Where the Data Lives

You rarely generate data from scratch - you download it. Meet the handful of public databases that hold the world's biology, and learn to pull from them in code.

🟢 Beginner ⏱️ ~45 min 🐍 Python 🌐 Mostly browser

Before you start

  • A little basic Python from Python Basics helps when you reach the code-fetching part, but is not strictly required.
  • Any term new? The Glossary has it.

Learning objectives

By the end of this lesson you will be able to: name the big public repositories such as NCBI, Ensembl, SRA, GEO, and UniProt, fetch data from them in code rather than by clicking, and search a database instead of only downloading from it.

One of the best things about bioinformatics is how much data is free and public. Decades of experiments from labs worldwide sit in a few major databases, waiting for you to analyze them. Knowing which database holds what is half the battle.

The big five

NCBI

The U.S. hub for sequences, genes, and genomes. Home of GenBank and the Entrez search system - your first stop for a gene or a sequence.

ncbi.nlm.nih.gov →

Ensembl

Beautifully annotated genomes for humans and many species, with a genome browser. Great for "what genes are near this position?"

ensembl.org →

GEO

Gene Expression Omnibus - a giant archive of expression experiments (including RNA-seq) you can re-analyze, like the dataset in our flagship project.

GEO →

SRA

The Sequence Read Archive - the raw FASTQ reads behind published studies. This is where you go for the original sequencing data.

SRA →

UniProt

The reference for protein sequences and what they do - function, structure links, and disease associations.

uniprot.org →

Decode the jargon: accession numbers

Every record has a unique ID called an accession - like NM_000207 (the insulin mRNA) or GSE52778 (a GEO dataset). Accessions are how you (and your code) ask for one exact record. Collect the accession from a paper or a search, and you can fetch the data anywhere.

Fetching data in code (not by clicking)

You can download by hand from these websites, but the real power is pulling data programmatically so your analysis is reproducible.

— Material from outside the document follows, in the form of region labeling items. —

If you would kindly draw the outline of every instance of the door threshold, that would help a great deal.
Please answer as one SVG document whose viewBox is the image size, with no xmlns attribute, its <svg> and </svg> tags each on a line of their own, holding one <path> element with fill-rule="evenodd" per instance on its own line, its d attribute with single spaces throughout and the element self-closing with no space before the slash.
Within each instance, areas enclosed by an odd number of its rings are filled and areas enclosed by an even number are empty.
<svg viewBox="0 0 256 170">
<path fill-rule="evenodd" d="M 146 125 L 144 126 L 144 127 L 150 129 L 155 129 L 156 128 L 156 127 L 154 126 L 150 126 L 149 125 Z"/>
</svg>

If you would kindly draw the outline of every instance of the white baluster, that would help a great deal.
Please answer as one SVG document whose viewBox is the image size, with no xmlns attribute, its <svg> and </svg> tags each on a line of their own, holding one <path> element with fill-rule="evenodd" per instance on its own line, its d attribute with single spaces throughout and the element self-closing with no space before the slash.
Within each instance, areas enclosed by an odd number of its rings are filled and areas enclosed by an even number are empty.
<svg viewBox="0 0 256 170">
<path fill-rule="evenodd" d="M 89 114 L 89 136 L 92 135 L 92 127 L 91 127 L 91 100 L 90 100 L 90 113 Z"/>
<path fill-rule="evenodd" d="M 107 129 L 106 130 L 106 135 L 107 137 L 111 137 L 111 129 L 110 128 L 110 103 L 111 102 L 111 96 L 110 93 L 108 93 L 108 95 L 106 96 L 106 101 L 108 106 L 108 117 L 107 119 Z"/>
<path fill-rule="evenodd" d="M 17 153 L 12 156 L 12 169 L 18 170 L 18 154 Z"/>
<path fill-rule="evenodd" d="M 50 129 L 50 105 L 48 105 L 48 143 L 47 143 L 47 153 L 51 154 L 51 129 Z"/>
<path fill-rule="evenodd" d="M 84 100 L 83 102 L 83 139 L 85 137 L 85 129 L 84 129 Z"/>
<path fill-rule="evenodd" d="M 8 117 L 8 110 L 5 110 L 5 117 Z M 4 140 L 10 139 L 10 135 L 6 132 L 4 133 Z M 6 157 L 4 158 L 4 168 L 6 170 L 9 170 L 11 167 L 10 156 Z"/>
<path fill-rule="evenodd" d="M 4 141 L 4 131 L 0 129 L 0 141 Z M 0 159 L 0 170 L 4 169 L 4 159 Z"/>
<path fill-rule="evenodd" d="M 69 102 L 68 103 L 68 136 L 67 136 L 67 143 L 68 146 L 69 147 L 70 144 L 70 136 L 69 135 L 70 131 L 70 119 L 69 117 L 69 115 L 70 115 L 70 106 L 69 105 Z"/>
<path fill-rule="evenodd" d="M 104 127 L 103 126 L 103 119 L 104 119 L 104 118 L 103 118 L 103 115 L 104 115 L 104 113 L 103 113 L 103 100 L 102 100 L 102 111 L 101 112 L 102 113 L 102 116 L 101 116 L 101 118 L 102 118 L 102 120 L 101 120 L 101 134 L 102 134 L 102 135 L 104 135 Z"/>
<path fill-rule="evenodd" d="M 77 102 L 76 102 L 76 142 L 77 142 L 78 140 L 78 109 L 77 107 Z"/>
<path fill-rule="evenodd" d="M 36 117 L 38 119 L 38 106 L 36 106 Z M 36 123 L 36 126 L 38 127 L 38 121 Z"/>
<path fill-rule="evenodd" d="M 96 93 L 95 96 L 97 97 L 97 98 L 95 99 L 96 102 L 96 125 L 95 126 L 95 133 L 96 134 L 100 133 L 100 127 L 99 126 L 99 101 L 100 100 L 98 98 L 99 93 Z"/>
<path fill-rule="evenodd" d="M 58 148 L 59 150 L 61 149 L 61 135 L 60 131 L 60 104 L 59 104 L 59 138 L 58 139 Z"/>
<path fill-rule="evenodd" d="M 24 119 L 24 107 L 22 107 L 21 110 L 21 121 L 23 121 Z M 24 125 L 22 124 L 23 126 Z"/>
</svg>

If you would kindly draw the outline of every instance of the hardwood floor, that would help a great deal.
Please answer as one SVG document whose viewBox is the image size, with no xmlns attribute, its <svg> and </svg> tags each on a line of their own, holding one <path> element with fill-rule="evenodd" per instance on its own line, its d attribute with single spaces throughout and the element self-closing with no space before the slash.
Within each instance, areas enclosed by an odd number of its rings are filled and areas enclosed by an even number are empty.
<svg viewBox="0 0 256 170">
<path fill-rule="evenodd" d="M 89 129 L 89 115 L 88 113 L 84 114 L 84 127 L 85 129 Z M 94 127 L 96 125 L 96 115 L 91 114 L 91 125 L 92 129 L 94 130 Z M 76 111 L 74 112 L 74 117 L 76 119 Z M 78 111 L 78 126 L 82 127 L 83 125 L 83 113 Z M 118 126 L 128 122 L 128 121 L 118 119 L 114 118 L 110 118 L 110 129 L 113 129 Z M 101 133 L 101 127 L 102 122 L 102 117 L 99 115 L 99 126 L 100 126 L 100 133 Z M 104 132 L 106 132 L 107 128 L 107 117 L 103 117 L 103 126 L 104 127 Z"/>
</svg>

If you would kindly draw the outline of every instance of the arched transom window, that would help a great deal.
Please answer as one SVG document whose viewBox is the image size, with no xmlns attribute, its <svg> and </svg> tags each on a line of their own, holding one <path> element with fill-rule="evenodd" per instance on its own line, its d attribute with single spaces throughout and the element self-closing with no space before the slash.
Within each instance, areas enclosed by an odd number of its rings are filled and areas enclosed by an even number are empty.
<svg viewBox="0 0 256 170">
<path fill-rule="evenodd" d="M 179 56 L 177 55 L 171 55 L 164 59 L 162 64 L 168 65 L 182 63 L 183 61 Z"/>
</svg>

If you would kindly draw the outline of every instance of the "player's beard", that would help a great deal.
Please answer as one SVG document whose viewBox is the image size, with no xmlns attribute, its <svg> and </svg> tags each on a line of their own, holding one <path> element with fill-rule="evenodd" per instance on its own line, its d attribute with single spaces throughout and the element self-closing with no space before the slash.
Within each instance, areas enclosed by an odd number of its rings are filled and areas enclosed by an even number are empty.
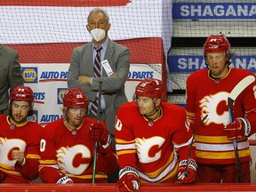
<svg viewBox="0 0 256 192">
<path fill-rule="evenodd" d="M 22 115 L 18 115 L 18 114 L 11 115 L 11 118 L 12 118 L 12 120 L 14 121 L 15 124 L 21 124 L 21 123 L 27 121 L 27 116 L 22 116 Z"/>
</svg>

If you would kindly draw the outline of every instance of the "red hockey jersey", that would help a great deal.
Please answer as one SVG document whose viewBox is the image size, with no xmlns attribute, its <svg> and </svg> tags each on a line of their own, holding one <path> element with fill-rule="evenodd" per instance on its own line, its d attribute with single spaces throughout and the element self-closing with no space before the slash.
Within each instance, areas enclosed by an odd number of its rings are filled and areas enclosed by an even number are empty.
<svg viewBox="0 0 256 192">
<path fill-rule="evenodd" d="M 214 80 L 208 69 L 190 75 L 187 80 L 187 107 L 188 118 L 195 127 L 208 115 L 196 136 L 196 160 L 201 164 L 236 164 L 232 140 L 224 132 L 223 122 L 229 118 L 228 97 L 244 77 L 252 75 L 250 71 L 230 68 L 223 78 Z M 240 93 L 234 103 L 234 118 L 244 117 L 251 123 L 251 134 L 256 129 L 256 83 Z M 237 140 L 240 162 L 251 160 L 246 137 Z"/>
<path fill-rule="evenodd" d="M 141 182 L 174 182 L 180 159 L 188 159 L 192 132 L 185 109 L 162 103 L 162 115 L 148 121 L 136 102 L 120 107 L 116 120 L 116 148 L 120 169 L 138 170 Z M 190 139 L 190 140 L 189 140 Z M 192 159 L 195 158 L 192 152 Z"/>
<path fill-rule="evenodd" d="M 94 141 L 90 139 L 89 127 L 96 120 L 84 118 L 84 124 L 76 131 L 64 125 L 64 118 L 47 124 L 43 132 L 40 148 L 39 175 L 43 182 L 56 183 L 68 175 L 76 182 L 92 183 Z M 100 122 L 105 128 L 106 125 Z M 100 150 L 98 146 L 98 151 Z M 111 148 L 98 153 L 96 182 L 106 182 L 107 174 L 115 170 L 117 158 Z"/>
<path fill-rule="evenodd" d="M 4 183 L 29 183 L 38 177 L 39 142 L 42 126 L 35 122 L 14 125 L 0 115 L 0 180 Z M 24 152 L 21 166 L 12 158 L 12 150 Z"/>
</svg>

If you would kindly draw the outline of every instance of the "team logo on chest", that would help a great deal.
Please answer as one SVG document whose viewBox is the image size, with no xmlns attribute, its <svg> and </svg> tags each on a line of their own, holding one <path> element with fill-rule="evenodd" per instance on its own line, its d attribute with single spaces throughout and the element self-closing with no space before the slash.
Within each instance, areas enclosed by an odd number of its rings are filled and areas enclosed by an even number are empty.
<svg viewBox="0 0 256 192">
<path fill-rule="evenodd" d="M 148 164 L 161 158 L 159 148 L 164 142 L 164 139 L 159 136 L 145 139 L 135 139 L 138 156 L 140 163 Z M 151 155 L 150 155 L 151 154 Z"/>
<path fill-rule="evenodd" d="M 227 92 L 217 92 L 204 96 L 199 100 L 202 116 L 208 115 L 208 120 L 204 123 L 206 125 L 211 123 L 220 124 L 228 118 L 228 111 L 227 110 L 228 94 Z M 220 105 L 220 103 L 222 104 Z"/>
</svg>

Biopython's Entrez module talks to NCBI for you. (NCBI just asks for an email so they can contact you about heavy usage.)

▶ Code along

In Colab, run !pip install biopython first.

Open a blank Colab →
from Bio import Entrez, SeqIO

Entrez.email = "your.email@example.com"   # any email works

# fetch the human beta-globin mRNA (the sickle-cell gene) by accession
handle = Entrez.efetch(db="nucleotide", id="NM_000518",
                       rettype="fasta", retmode="text")
record = SeqIO.read(handle, "fasta")
handle.close()

print(record.description)
print("Length:", len(record.seq), "bases")

That's the same pattern from the Python project - and it works for any accession. Swap the id and you can fetch any gene, on demand, in two lines.

Network blocked? Some school or work networks block NCBI. If the fetch fails, download the FASTA by hand from ncbi.nlm.nih.gov/nuccore/NM_000518 (Send to → File → FASTA) and load it with SeqIO.read("file.fasta", "fasta").

Searching, not just fetching

Don't have an accession yet? Entrez.esearch finds matching records first:

search = Entrez.esearch(db="nucleotide", term="BRCA1 Homo sapiens mRNA", retmax=5)
results = Entrez.read(search)
print(results["IdList"])   # a list of matching record IDs

Search to find IDs, then fetch those IDs - that two-step dance is the heart of programmatic data access.

Check your understanding

You want the raw FASTQ reads from a published study. Which database?
The SRA (Sequence Read Archive). GEO holds processed expression data; SRA holds the raw reads behind it.
What's an accession number, and why does it matter?
A unique ID for one record (e.g., NM_000518). It lets you - or your code - request that exact record reproducibly, from anywhere.
Why fetch data in code rather than clicking download?
Reproducibility. A script that fetches by accession can be re-run by anyone to get the identical data, and it scales to hundreds of records without manual clicking.
Why does Biopython's Entrez ask you to set Entrez.email before fetching?
NCBI just asks for an email so they can reach you about heavy usage. Any working email address is fine.
You have a paper that mentions accession NM_000518. What is the two-step pattern if you instead only had a gene name?
When you lack an accession, Entrez.esearch finds matching record IDs first, then you fetch those IDs. Search to find, then fetch is the heart of programmatic access.